The data described in the WARNINGS AND PRECAUTIONS section and below reflect exposure to LONSURF at the recommended dose in 533 patients with metastatic colorectal cancer in RECOURSE, 246 patients with metastatic colorectal cancer treated with LONSURF as monotherapy in SUNLIGHT and 335 patients with metastatic gastric cancer in TAGS. Among the 1114 patients who received LONSURF as a single agent, 12% were exposed for 6 months or longer and 1% were exposed for 12 months or longer.
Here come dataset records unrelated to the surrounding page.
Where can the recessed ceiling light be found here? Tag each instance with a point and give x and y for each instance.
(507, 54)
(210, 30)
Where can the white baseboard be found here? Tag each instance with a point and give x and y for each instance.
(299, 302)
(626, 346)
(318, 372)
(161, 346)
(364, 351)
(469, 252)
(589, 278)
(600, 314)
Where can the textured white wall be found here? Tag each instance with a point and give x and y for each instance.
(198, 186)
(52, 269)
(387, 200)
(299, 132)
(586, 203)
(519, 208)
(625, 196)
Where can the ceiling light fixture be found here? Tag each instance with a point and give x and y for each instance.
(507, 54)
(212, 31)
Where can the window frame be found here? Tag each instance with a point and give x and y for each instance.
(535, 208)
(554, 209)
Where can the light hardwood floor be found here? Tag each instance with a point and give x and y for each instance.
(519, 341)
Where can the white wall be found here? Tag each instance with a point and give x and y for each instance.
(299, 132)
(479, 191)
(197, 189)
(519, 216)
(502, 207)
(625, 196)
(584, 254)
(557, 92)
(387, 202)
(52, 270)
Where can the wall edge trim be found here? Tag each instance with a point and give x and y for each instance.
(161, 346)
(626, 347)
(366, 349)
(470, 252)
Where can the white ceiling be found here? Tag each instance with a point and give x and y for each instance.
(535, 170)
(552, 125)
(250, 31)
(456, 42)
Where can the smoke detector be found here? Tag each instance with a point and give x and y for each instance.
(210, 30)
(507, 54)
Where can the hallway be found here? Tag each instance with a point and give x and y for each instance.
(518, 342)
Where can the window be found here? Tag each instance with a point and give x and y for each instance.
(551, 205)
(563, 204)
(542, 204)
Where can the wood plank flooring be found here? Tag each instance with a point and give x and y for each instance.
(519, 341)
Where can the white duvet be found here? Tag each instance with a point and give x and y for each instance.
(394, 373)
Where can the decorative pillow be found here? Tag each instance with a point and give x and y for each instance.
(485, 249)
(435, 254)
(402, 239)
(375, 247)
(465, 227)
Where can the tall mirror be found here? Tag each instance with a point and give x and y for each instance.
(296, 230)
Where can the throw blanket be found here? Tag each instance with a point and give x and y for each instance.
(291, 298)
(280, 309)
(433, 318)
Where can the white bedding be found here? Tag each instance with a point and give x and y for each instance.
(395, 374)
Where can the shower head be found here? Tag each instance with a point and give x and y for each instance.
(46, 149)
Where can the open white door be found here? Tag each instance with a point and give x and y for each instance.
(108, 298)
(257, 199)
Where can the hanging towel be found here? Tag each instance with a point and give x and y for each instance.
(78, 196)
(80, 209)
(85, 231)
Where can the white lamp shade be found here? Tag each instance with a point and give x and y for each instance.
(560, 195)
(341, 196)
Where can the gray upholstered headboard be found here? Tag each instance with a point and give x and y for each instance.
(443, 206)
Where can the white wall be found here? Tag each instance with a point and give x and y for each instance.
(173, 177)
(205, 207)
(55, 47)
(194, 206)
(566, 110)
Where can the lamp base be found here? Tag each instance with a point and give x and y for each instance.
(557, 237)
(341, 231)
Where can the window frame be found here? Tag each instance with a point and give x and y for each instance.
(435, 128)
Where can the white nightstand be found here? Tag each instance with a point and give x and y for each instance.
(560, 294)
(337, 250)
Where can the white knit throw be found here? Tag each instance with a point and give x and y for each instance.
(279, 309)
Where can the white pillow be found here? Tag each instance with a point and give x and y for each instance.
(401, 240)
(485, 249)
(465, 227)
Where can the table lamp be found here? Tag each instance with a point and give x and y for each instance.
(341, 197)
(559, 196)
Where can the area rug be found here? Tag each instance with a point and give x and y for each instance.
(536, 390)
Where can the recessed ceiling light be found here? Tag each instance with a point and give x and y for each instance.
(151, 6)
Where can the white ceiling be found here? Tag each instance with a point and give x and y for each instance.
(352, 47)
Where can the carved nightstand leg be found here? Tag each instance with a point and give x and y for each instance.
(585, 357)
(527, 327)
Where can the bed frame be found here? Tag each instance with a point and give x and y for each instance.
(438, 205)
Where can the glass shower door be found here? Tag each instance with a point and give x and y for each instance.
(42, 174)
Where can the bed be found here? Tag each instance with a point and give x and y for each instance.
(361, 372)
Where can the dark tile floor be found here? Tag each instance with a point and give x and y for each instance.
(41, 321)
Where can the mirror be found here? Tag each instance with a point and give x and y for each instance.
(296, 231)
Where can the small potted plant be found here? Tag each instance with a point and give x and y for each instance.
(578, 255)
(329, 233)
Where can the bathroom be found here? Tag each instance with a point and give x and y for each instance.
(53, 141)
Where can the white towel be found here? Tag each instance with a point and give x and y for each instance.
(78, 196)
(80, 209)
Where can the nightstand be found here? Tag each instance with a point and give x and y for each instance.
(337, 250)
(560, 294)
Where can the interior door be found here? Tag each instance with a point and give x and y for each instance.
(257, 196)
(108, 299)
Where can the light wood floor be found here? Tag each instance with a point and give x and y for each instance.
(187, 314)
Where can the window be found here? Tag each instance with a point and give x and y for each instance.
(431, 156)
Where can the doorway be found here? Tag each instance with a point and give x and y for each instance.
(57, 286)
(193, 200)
The most common adverse reactions or laboratory abnormalities (≥10%) were neutropenia, anemia, thrombocytopenia, fatigue, nausea, decreased appetite, diarrhea, vomiting, abdominal pain, and pyrexia.
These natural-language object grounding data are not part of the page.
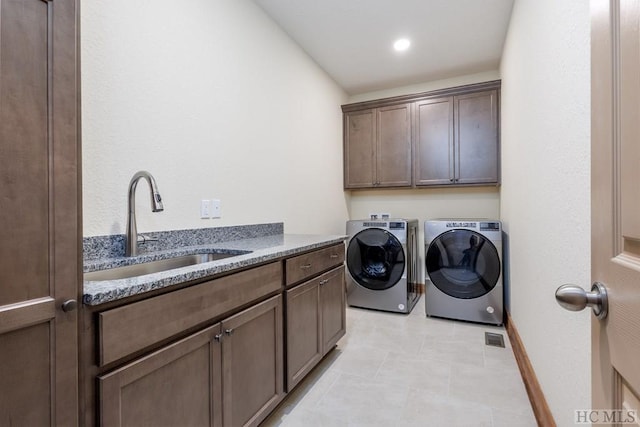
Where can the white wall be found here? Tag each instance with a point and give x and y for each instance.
(545, 192)
(215, 101)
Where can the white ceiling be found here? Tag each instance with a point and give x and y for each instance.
(352, 39)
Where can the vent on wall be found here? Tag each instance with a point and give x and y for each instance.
(495, 340)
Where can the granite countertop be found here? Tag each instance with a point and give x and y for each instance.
(259, 250)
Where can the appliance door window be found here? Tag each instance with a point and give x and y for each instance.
(375, 259)
(463, 264)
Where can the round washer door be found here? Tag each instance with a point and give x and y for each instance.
(463, 264)
(375, 259)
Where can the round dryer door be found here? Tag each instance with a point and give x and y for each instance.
(375, 259)
(463, 264)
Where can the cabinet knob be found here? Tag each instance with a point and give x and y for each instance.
(69, 305)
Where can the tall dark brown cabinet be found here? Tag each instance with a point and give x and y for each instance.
(39, 213)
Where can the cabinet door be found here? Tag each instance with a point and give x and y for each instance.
(304, 334)
(252, 363)
(40, 252)
(333, 300)
(177, 385)
(359, 146)
(477, 153)
(393, 147)
(434, 155)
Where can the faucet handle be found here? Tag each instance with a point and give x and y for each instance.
(143, 238)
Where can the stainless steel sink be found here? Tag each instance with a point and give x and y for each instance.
(156, 266)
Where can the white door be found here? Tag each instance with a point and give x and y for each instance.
(615, 193)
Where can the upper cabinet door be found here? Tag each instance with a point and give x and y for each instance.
(359, 147)
(40, 253)
(434, 164)
(476, 138)
(393, 148)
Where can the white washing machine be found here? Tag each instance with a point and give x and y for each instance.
(463, 260)
(382, 264)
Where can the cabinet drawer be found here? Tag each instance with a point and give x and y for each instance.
(125, 330)
(308, 265)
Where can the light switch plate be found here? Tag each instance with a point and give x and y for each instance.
(216, 208)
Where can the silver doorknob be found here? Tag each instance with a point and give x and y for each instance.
(574, 298)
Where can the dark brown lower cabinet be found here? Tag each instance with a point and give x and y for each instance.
(179, 384)
(252, 363)
(229, 374)
(333, 303)
(315, 322)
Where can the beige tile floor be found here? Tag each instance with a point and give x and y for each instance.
(410, 370)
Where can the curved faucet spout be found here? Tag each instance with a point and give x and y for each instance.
(131, 238)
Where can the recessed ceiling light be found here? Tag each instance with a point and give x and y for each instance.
(402, 44)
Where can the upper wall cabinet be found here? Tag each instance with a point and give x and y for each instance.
(453, 139)
(456, 140)
(377, 147)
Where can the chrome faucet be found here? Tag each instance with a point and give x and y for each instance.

Among the 246 patients with metastatic colorectal cancer treated with LONSURF in combination with bevacizumab in SUNLIGHT, 39% were exposed for 6 months or longer, and 14% were exposed for 12 months or longer. The most common adverse reactions or laboratory abnormalities (≥20%) were neutropenia, anemia, thrombocytopenia, fatigue, nausea, increased AST, increased ALT, increased alkaline phosphatase, decreased sodium, diarrhea, abdominal pain, and decreased appetite.
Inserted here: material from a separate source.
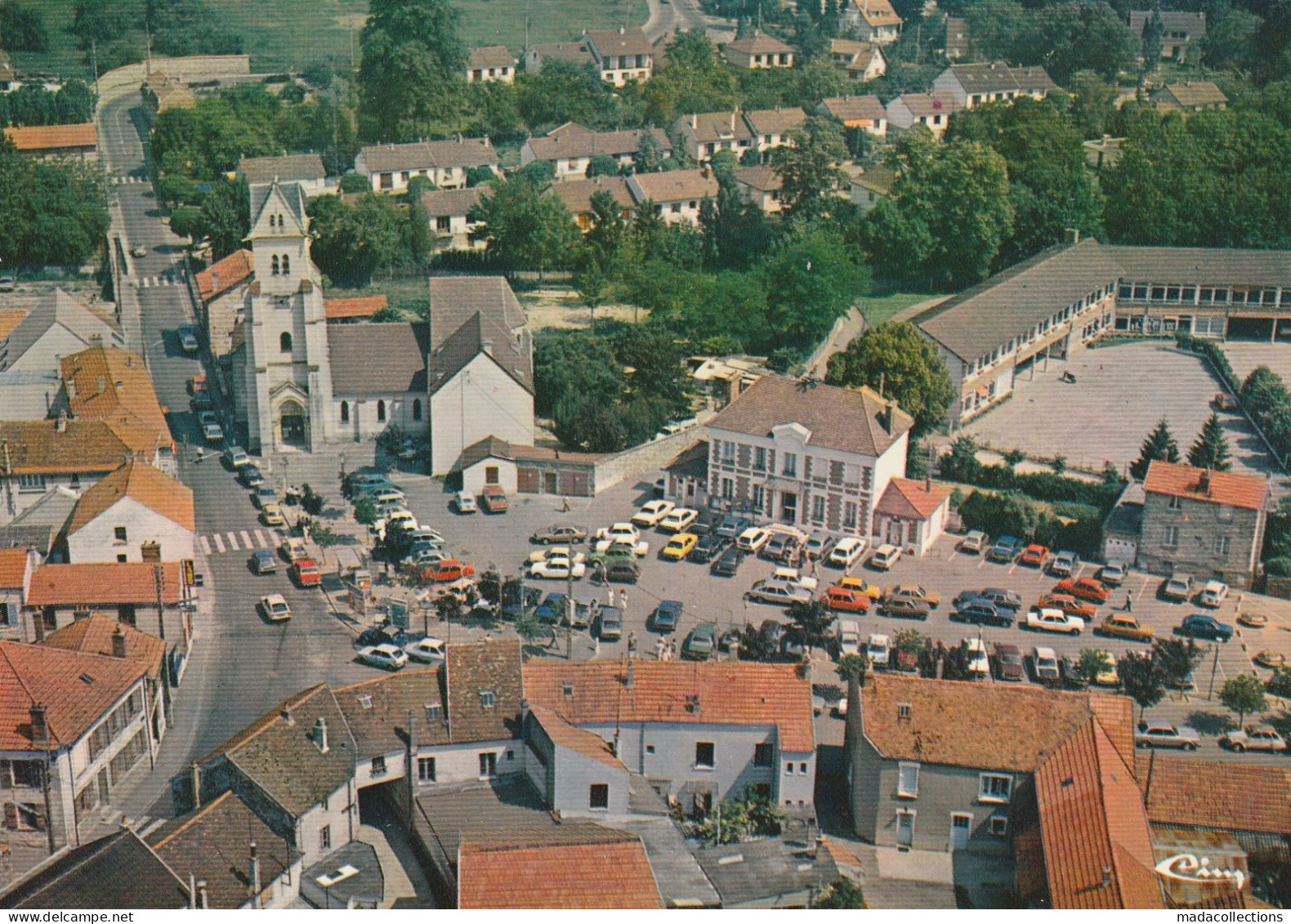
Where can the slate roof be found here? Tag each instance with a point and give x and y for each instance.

Metastatic Colorectal Cancer
LONSURF as a single agent
The safety of LONSURF was evaluated in RECOURSE, a randomized (2:1), double-blind, placebo-controlled trial in patients with previously treated metastatic colorectal cancer
The study population characteristics were: median age 63 years; 61% male; 57% White, 35% Asian, and 1% Black.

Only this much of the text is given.